I explained in my “Ten Shot Rule” piece that the fewer bullets fired in an action film, the better it tends be and vice versa. (The rule was based on Shane firing only about ten bullets.) Antoine Fuqua, the director of Olympus Has Fallen, never heard of the ten-shot rule. He seems to believe in an opposite equation. The more brutality, the better. And better still if you throw in several bad-ass, well-armed Koreans who know from martial arts.

In my 1.8.13 review of Ruben Fleischer‘s Gangster Squad , I reported that 478,446 machine-gun bullets are fired in that Warner Bros. film. I brought my counter to yesterday’s screening and Olympus Has Fallen fires off 512,754 bullets. If Fuqua had only kept the count down to 100,000 or less…if he only knew the value of restraint.

The film industry needs to take a restraining order on the guys who wrote this thing — Creighton Rothenberger and Katrin Benedikt.
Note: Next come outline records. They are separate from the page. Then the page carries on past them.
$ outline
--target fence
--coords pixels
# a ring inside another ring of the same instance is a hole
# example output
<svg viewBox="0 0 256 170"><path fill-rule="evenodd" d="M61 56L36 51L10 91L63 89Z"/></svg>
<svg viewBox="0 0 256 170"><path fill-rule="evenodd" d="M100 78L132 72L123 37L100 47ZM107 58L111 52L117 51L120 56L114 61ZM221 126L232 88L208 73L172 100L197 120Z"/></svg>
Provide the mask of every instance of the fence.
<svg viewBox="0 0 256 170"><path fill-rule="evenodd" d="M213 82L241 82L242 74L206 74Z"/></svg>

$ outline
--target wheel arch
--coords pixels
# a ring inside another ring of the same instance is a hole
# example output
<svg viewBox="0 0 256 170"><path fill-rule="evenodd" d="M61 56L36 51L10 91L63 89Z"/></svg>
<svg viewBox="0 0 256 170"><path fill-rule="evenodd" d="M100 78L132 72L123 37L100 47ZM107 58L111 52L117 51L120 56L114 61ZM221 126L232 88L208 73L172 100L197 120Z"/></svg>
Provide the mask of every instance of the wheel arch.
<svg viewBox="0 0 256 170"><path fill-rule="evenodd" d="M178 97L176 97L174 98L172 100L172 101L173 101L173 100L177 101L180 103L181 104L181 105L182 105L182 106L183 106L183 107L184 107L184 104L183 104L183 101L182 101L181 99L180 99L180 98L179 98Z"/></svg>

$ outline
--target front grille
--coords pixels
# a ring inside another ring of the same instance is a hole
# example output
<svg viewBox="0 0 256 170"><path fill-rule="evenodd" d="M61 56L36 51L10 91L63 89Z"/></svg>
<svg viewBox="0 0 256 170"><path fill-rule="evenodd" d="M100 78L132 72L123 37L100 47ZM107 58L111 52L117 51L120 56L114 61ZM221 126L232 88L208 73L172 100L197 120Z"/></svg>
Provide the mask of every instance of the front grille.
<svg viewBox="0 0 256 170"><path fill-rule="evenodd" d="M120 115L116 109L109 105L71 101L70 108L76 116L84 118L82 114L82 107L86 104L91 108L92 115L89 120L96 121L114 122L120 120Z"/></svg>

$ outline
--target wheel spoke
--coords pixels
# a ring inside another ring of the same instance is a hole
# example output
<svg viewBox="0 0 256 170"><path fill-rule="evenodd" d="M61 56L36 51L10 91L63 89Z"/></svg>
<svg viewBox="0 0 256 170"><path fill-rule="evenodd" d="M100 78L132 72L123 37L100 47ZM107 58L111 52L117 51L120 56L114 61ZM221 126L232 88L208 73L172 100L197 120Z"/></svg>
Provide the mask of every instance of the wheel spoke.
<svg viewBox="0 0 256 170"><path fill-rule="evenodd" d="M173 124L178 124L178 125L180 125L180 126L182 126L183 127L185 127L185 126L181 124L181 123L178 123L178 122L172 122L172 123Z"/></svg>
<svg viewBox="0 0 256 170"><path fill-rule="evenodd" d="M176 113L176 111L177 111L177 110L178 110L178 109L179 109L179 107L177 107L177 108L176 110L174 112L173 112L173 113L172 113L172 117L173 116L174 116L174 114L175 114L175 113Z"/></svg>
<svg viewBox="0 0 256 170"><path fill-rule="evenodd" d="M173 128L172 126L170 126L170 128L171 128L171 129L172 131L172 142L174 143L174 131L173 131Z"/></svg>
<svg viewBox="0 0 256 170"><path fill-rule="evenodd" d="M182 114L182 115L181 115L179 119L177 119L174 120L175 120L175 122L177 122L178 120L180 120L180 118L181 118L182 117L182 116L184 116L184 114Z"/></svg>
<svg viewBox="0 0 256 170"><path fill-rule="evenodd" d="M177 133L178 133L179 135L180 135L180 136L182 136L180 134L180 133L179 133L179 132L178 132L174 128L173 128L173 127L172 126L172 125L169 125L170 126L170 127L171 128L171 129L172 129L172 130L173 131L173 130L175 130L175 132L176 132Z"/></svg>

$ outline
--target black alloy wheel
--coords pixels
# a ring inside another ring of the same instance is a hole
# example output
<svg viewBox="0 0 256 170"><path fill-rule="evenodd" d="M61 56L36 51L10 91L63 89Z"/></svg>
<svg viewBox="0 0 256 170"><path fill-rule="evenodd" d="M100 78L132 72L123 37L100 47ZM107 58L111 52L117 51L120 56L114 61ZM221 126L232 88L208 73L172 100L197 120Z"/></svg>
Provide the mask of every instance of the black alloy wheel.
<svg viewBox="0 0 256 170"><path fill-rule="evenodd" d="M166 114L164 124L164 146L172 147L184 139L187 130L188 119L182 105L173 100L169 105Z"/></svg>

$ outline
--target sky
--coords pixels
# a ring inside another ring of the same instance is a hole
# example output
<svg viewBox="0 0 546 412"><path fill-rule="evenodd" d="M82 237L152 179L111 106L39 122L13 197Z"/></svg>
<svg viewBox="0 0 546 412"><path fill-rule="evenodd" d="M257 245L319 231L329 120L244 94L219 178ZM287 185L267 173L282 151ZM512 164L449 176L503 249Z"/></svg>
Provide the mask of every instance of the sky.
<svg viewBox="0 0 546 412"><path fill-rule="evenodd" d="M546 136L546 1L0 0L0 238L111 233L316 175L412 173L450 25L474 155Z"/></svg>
I’m serious. Or…whatever, invade their homes at 4:30 am and arrest them, put them in chains, put black hoods over their heads, drive them out to the desert and lock them into an underground jail cell and keep them there for a minimum of 18 months.

And talk about fallen — Fuqua has stabbed himself in the head with this thing. Olympus Has Fallen is at least four or five levels below John McTiernan‘s Die Hard. It’s like some kind of factory-level exploitation film made by the second cousins of Danny and Oxide Pang.
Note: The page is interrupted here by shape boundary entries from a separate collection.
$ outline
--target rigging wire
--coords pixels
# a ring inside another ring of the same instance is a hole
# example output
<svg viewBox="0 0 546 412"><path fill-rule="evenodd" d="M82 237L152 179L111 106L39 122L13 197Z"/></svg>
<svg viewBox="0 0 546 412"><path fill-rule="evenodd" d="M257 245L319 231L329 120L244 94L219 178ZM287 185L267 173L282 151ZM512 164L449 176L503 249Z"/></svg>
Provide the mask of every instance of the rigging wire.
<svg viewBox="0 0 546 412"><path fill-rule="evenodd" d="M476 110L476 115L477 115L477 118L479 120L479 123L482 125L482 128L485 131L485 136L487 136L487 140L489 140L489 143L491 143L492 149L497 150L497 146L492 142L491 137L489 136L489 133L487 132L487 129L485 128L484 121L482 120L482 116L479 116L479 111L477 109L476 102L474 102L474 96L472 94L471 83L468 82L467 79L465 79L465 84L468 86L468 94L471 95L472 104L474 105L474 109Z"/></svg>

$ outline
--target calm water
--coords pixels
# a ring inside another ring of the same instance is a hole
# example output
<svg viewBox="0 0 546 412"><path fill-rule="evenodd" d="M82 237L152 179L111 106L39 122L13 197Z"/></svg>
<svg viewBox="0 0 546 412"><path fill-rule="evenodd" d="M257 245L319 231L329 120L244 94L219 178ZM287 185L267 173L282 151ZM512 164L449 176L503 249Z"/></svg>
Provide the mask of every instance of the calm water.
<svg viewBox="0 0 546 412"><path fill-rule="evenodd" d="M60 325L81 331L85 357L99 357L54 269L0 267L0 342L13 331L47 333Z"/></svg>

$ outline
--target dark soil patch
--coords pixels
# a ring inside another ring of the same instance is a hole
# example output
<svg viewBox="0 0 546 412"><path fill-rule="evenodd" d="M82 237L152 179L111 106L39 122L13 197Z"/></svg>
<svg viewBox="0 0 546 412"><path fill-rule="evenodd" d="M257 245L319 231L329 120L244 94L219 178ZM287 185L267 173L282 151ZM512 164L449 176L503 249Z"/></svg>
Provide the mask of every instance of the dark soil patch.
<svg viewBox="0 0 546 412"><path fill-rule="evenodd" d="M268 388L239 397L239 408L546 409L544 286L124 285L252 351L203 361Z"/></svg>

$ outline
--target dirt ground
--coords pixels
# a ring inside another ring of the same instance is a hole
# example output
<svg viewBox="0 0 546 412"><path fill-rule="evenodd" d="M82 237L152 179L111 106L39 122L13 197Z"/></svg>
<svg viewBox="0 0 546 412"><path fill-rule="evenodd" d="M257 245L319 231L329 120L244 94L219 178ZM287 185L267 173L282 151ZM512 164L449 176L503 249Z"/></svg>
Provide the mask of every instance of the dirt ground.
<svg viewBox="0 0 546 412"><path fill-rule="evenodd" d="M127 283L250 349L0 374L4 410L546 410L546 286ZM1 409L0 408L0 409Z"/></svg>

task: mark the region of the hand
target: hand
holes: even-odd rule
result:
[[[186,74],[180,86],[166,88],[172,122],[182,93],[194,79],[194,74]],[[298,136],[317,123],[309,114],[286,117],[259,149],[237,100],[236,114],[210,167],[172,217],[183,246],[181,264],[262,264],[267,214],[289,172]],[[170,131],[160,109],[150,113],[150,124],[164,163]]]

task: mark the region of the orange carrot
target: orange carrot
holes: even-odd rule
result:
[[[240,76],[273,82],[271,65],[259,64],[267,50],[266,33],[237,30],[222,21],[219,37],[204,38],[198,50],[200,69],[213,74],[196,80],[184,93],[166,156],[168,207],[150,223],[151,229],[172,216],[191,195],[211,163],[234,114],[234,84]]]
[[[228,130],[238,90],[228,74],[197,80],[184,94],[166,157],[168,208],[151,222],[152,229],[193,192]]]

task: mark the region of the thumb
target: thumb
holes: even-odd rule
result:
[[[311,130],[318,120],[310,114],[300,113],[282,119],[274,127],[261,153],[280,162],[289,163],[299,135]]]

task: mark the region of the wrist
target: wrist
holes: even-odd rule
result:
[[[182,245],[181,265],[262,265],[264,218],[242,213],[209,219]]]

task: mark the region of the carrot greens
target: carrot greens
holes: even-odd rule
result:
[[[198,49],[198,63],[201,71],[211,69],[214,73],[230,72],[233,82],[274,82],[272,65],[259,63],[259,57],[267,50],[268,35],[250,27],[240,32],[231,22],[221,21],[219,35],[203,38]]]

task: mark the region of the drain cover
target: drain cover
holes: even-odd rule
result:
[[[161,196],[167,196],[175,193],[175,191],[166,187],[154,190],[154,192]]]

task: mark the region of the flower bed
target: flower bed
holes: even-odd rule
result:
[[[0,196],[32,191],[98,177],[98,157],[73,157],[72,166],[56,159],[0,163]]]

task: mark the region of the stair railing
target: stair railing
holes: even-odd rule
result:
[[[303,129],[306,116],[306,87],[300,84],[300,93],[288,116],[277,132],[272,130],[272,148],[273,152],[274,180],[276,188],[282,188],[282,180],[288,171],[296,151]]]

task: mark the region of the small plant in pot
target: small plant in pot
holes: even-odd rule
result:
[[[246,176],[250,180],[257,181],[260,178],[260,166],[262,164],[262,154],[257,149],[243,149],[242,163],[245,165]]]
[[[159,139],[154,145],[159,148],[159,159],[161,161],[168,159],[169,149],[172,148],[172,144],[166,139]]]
The fake White House (apparently built somewhere in Shreveport) looks like a fake White House. The front lawn is too small. The first-floor windows don’t look right.
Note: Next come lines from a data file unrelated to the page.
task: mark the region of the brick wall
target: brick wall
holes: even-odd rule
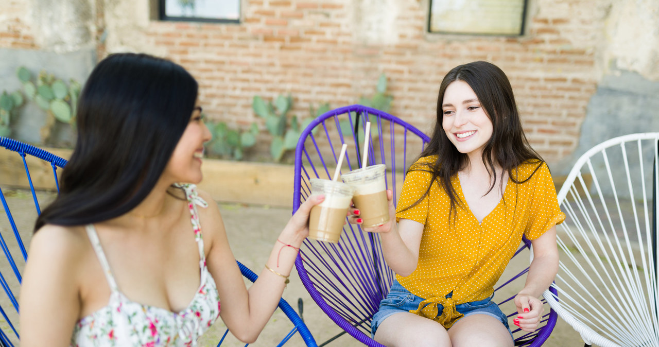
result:
[[[121,0],[123,15],[148,1]],[[510,78],[532,146],[555,163],[575,148],[601,74],[596,58],[607,8],[596,0],[529,1],[527,35],[519,38],[428,34],[429,0],[243,0],[239,24],[158,22],[146,13],[123,41],[129,36],[111,30],[117,14],[108,10],[100,22],[110,29],[108,53],[146,51],[182,64],[198,78],[210,117],[245,126],[262,125],[251,109],[255,95],[291,93],[292,113],[308,117],[310,104],[334,108],[372,95],[384,72],[391,113],[428,131],[444,75],[489,61]],[[0,47],[34,47],[18,16],[9,22],[13,32],[3,25]]]
[[[3,0],[0,5],[0,47],[37,49],[30,26],[25,22],[29,8],[24,0]]]

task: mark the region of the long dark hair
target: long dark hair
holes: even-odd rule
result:
[[[530,178],[543,163],[542,157],[531,148],[524,134],[513,88],[503,71],[486,61],[474,61],[456,67],[446,74],[440,86],[437,97],[437,118],[432,136],[428,146],[419,155],[419,157],[423,157],[436,155],[438,156],[437,161],[413,165],[409,169],[421,170],[432,174],[428,190],[410,207],[418,203],[430,193],[430,187],[436,180],[439,180],[440,185],[450,198],[451,210],[453,211],[457,205],[460,205],[455,190],[451,184],[451,178],[469,165],[469,157],[465,153],[460,153],[453,145],[442,125],[444,117],[442,105],[444,92],[447,87],[455,81],[463,81],[471,87],[492,122],[492,135],[485,144],[482,153],[483,163],[488,168],[492,178],[492,185],[486,194],[494,188],[496,182],[495,163],[507,171],[513,182],[519,184]],[[529,177],[520,178],[513,174],[513,171],[524,162],[537,163],[538,165]]]
[[[190,73],[165,59],[121,53],[99,63],[78,101],[78,140],[59,195],[35,231],[106,221],[139,204],[189,122],[197,92]]]

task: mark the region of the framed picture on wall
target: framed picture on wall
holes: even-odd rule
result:
[[[158,0],[161,20],[240,22],[241,0]]]
[[[428,31],[521,36],[528,0],[430,0]]]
The great Melissa Leo is beaten up and made to scream and howl and utterly humiliate herself. What was she thinking? She won her Oscar for The Fighter so she could collect a paycheck to act in a film like this? To what end? Mortgage payments?

The film starts [NON-SPOILER because it’s in the trailer] with a mindless car-accident scene in which future Democratic candidate for U.S. Senator from Kentucky Ashley Judd, playing the wife of Aaron Eckart‘s U.S. President, goes over the side of a bridge inside a limousine. At first the limo is teetering on the edge of the bridge Beetlejuice-style, and Butler rushes over to pull Eckhart and Judd out of the back seat. But Eckhart resists and holds his wife for a moment too long, and by the time Butler yanks him out it’s too late and Judd goes over the side. It is somehow decided that Butler allowed the First Lady to die so he’s subsequently taken off White House detail. Absolute nonsense.

Several months later Korean terrorists stage a ridiculous aerial attack on Washington, D.C. — blastaway, blastaway blastaway all! Into the valley of death rode the crazy Koreans! Good action sequences always stay within the realm of the somewhjat conceivable and never tip into the ridiculous, as this one does. Dut-ditty-dut-ditty-dut-ditty-dut-ditty-dut-dut-dut…budda-budda-budda-budda-budda-budda…BOOM! Bud-dut-dut-budda-DOOM!

The less said about the supporting performances by Morgan Freeman (who should never again play a Washington authority figure), Angela Bassett, Dylan McDermott, Robert Forster and Cole Hauser the better.

Here’s hoping this film doesn’t adversely affect Judd’s attempt to unseat Senate Minority Leader Mitch McConnell. I want her to win.

The invaders are led by Kang (Rick Yune), a Korean terrorist in really good shape with a narrow waist and serious arm muscles and a big buffed-up chest. Every time Yune was on-screen I was silently sneering and going “you third-rate asshole and your cheap macho bullshit…Alan Rickman played almost the exact same character 25 years ago and here you going through the motions…you think you’re up to something cool and you’re not…putz.”